4.10 Subsidies for Other Rural Energy Options. While duties and taxes on PV system components raise the financial costs of PV systems, subsidies for rural grid service and kerosene often lower the cost of these energy options to well below their economic value. A recent study of six rural electrification programs using grid-based electricity revealed that the costs to consumers were well below the full economic costs in all cases. The actual costs of residential use, which coincides with the peak system use, were estimated at $0.31/kWh for Maharashtra (India) and Java-Bali (Indonesia), while average tariffs were $0.027/kWh and $0.055/kWh, respectively (World Bank 1995). While subsidies may be justified on social or developmental grounds, unfortunately, they reduce the costs of grid service to levels well below those of PV systems, even when solar home systems are the least-cost economic option.

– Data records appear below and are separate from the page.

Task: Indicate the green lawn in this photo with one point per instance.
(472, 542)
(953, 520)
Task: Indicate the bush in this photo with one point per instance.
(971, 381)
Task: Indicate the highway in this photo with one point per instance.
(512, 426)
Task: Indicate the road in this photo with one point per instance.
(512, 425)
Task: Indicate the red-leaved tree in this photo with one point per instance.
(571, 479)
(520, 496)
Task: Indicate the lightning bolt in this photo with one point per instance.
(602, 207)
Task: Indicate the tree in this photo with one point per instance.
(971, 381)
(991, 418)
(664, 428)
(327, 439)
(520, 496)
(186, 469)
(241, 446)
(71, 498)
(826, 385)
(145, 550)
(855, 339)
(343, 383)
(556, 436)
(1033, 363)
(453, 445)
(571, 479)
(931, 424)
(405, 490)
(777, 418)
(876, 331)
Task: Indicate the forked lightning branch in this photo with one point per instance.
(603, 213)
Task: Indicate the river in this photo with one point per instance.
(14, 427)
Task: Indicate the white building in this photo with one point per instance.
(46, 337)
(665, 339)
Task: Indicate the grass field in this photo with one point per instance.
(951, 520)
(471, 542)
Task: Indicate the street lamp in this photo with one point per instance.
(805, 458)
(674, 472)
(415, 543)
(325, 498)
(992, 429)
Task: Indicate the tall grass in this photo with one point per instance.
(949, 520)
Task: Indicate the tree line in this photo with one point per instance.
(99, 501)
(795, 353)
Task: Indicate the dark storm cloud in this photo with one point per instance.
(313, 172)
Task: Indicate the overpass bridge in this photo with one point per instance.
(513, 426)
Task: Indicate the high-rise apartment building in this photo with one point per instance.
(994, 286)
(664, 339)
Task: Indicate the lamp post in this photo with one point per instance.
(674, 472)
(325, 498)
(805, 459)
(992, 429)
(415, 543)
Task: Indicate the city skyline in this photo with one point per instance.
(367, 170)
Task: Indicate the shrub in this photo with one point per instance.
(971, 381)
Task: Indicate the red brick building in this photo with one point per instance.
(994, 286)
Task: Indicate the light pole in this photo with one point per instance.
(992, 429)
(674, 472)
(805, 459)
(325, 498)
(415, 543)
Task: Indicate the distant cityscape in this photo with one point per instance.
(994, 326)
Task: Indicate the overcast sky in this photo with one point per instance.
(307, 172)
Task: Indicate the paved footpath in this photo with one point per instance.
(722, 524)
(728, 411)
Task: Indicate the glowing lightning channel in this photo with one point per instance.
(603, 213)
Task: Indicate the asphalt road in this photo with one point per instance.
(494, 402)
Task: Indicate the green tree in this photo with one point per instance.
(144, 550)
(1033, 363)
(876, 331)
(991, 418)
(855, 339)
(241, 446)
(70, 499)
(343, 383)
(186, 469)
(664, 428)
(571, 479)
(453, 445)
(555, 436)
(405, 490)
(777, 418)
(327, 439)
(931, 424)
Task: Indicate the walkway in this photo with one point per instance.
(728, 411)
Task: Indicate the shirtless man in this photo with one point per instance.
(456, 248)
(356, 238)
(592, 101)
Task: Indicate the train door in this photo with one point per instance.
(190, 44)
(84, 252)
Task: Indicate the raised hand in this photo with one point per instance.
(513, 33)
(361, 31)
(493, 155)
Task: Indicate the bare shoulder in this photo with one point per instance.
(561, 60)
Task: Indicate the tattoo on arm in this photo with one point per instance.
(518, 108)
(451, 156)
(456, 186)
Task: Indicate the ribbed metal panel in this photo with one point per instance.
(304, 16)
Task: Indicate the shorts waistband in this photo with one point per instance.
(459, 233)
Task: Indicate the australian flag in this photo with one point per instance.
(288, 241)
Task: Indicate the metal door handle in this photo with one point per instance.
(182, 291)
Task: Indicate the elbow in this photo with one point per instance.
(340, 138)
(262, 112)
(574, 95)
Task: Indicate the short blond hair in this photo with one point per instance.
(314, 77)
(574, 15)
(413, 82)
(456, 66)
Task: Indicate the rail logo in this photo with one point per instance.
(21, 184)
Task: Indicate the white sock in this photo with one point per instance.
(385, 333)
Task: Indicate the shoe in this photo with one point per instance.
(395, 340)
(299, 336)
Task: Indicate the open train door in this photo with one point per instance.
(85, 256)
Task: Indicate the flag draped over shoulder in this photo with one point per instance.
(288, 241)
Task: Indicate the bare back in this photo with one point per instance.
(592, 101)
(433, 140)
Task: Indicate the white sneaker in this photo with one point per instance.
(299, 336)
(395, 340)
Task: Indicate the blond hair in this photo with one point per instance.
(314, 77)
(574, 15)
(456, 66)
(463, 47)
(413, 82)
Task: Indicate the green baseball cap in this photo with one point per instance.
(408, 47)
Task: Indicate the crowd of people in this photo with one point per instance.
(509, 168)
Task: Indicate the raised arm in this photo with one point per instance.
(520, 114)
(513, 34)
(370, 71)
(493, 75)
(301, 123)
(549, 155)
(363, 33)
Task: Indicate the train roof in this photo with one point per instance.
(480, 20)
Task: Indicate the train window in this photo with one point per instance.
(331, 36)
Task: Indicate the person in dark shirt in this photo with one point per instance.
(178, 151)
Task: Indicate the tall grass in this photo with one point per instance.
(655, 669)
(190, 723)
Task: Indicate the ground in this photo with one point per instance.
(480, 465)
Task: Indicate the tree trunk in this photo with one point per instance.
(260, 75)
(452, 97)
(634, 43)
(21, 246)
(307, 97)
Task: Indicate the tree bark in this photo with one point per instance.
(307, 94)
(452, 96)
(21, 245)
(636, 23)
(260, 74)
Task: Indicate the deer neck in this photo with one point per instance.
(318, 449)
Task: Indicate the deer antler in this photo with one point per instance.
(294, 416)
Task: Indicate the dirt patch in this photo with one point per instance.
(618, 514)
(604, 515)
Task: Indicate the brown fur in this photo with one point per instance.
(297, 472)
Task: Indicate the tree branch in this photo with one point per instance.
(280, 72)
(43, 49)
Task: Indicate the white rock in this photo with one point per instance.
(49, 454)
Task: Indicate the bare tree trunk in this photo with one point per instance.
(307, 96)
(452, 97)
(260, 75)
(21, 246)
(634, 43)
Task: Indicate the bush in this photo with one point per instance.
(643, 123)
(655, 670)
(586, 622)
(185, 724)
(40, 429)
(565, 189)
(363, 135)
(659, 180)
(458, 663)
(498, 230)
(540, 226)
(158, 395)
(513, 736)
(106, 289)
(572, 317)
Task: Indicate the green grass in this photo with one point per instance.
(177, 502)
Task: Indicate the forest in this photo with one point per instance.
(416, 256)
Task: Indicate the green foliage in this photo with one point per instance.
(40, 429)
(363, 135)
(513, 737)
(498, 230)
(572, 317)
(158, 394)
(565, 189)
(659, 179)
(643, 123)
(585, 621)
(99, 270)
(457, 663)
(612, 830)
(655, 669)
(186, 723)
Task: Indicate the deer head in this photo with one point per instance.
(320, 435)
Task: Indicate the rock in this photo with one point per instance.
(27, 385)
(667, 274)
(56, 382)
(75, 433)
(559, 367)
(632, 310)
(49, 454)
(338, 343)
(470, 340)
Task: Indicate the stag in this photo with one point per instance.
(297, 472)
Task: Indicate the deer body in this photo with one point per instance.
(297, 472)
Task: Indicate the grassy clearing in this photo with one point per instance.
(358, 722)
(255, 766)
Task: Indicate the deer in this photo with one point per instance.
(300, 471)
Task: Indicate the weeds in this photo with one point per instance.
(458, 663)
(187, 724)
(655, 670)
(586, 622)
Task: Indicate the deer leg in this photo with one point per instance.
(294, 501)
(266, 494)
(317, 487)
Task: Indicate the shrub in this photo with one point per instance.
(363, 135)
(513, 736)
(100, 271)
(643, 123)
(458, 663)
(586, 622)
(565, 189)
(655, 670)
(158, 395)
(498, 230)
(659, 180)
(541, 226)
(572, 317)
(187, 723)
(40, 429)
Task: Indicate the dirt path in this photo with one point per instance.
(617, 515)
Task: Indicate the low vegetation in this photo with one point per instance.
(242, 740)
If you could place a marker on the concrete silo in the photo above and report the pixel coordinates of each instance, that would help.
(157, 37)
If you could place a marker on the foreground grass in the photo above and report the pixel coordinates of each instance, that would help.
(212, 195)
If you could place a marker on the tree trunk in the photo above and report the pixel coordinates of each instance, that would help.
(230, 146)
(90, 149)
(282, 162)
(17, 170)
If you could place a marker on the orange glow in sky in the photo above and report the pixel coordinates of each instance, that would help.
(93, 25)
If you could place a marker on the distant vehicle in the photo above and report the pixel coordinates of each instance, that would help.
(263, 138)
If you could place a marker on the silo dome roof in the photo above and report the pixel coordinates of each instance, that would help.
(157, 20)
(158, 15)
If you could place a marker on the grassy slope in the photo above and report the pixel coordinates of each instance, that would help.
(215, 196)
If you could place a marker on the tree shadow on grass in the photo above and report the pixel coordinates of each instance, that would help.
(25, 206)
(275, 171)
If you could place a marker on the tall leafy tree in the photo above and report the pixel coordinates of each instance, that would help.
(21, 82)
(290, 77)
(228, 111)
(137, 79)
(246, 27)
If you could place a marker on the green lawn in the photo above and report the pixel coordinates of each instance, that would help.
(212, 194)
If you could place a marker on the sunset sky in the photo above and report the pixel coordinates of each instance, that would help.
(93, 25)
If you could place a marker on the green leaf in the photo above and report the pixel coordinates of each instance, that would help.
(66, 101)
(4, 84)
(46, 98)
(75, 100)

4.11 Figure 4-3 illustrates the effect of these market distortions in Indonesia, which levies a 10 percent VAT on all goods and imposes import duties on PV modules, while subsidizing rural grid service. While the economic life-cycle costs of PV home systems are lower than they are for service from a remote grid, the actual life-cycle costs paid by rural households are much higher for PV than for subsidized grid service. Therefore, the strong customer preference for grid service is not surprising.

Figure 4-3. Comparison of the Economic and financial Costs of PV- and Grid-Based Service in Indonesia (in 1993 dollars)

Note: The villages involved comprise approximately 250 households, the load 100 households/km2 (20 hh/km distribution line). The household service level is set at 8 hours area lighting, 6 hours task lighting, and 60 Wh/ day for appliaces. See Annex 2 for a discussion of the methodology used.

4.12 As PV home systems become accepted as a complement to grid extension, manufacturing and marketing networks will mature and costs will fall. To support this process, governments can help develop larger sales and service networks to capture the advantages of economies of scale. Governments can also rationalize the fiscal treatment of PV systems and conventional rural energy in more open trading policies and market pricing of rural energy services.